I conti pubblici italiani non sono più al centro delle preoccupazioni internazionali, anzi mercati e agenzie di rating da tempo sono tornati a premiare i nostri bond. Per la prima volta dopo tanti anni il governo ha potuto varare la legge di Bilancio in un clima di relativa tranquillità. Composta da misure per 18,7 miliardi di euro, concentra le risorse grosso modo su due capitoli: taglio dell’IRPEF e salari. Urgono soluzioni per fare uscire l’economia dal lunghissimo tunnel della bassa crescita. Oltre al risanamento fiscale, c’è bisogno che il Pil smetta di aumentare al ritmo dello zero virgola e finalmente trovi slancio.
Metà del Pil intermediata dallo stato
I media ignorano volutamente o per ignoranza un dato: la bassa crescita economica è tipica degli stati con alta spesa pubblica. L’Italia ha registrato una media del 49,6% nell’ultimo trentennio. Su ogni 100 euro di ricchezza prodotta da imprese e lavoratori, la metà è finita nelle mani del governo di turno. E questo non è un bene per l’economia. Maggiore la ricchezza intermediata dallo stato, maggiore l’inefficienza complessiva.
La metafora del “secchio bucato” di Arthur Okun rende bene l’idea. I contribuenti pagano le imposte per ricevere servizi e anche per fini di redistribuzione della ricchezza a favore di chi ha più bisogno. Peccato che a destinazione arriva solo parte dei versamenti. Immaginate di stare in riva al mare e di raccogliere l’acqua con un secchio per poi portarla in spiaggia. Se il secchio è bucato, gran parte di essa andrà dispersa lungo il tragitto.
Tasse e burocrazia senza limiti
Perché questa metafora spiega le ragioni della bassa crescita italiana? Lo stato chiede ai cittadini di pagare le imposte.
Tante, troppe. Senonché su 100 euro versati, ai servizi affluirà molto meno. Il resto si disperde nei meandri della burocrazia. Per dirla alla Thomas Hobbes, lo stato è un Leviatano che si auto-alimenta. Alla fine, il sistema produce una ricchezza pari a 100, ma parte di essa viene dissipata. Siamo arrivati a credere che tagliare la spesa pubblica sia impossibile senza intaccare lo stato sociale, cioè servizi essenziali come scuola, sanità e pensioni.
A farcelo credere è lo stesso stato attraverso i suoi tentacoli mediatici. Evadi le tasse? Stai “rubando” servizi ai concittadini. Attenzione: l’evasione fiscale è un reato che non intendiamo giustificare in alcun modo. Semplicemente, le cose non stanno come vengono propinate. In effetti, lo scorso anno la spesa pubblica italiana si attestava al 50,60% del Pil. Sapete quale percentuale è stata assorbita dai suddetti servizi? Intorno al 26%. In pratica, quasi la metà di quanto spendiamo non è legato al welfare. Certo, ci sono altre voci da considerare come le infrastrutture (strade, ferrovie, autostrade, porti, ecc.) e la spesa militare. In ogni caso, superiamo a stento il 30% del Pil. Il resto è mancia, diremmo.

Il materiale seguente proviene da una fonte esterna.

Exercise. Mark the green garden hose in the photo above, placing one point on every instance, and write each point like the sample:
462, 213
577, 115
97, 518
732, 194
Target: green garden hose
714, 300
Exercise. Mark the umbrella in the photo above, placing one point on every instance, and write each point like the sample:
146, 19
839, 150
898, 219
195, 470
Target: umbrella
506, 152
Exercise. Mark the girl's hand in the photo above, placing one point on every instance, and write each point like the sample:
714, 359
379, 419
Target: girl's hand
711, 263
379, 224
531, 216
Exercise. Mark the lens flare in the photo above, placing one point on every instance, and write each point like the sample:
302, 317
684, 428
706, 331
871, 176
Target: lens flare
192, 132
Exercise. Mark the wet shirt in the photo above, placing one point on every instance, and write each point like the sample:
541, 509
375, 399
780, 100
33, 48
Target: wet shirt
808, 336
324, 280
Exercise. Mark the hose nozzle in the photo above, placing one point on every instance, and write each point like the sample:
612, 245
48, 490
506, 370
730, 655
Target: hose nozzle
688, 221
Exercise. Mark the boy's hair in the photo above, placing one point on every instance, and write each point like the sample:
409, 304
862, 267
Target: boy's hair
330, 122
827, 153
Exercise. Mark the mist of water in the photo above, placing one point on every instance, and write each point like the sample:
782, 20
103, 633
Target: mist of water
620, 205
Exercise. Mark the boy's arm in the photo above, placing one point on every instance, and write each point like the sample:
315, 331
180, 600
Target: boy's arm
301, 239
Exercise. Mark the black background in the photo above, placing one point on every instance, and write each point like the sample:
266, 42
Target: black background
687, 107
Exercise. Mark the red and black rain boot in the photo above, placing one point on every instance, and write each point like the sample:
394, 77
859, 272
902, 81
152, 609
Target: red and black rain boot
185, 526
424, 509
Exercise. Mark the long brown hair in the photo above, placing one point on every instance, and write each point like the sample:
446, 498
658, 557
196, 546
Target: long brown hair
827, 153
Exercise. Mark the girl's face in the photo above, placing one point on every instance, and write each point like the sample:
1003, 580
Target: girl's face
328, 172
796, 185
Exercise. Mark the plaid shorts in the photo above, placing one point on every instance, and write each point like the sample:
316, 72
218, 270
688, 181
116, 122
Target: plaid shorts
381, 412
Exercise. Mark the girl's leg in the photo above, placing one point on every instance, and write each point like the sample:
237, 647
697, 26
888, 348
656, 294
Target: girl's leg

Bassa crescita e alta spesa pubblica correlate
Il governo Meloni ha contenuto la spesa pubblica, tagliandola del 4,3% rispetto al Pil in soli due anni.
In termini nominali, essa è salita dell’1% contro un’inflazione del 6,3% e una crescita del Pil nominale del 10,1%. Il difficile arriva ora, poiché il 50% è quella soglia media pluridecennale da cui difficilmente siamo stati in grado di allontanarci al ribasso. L’Olanda spende sei punti percentuali in meno di noi, di fatti cresce più velocemente. La stessa Spagna si colloca poco sopra il 45%. La conferma che qualità e livelli di welfare non hanno a che fare con la quantità di spesa pubblica.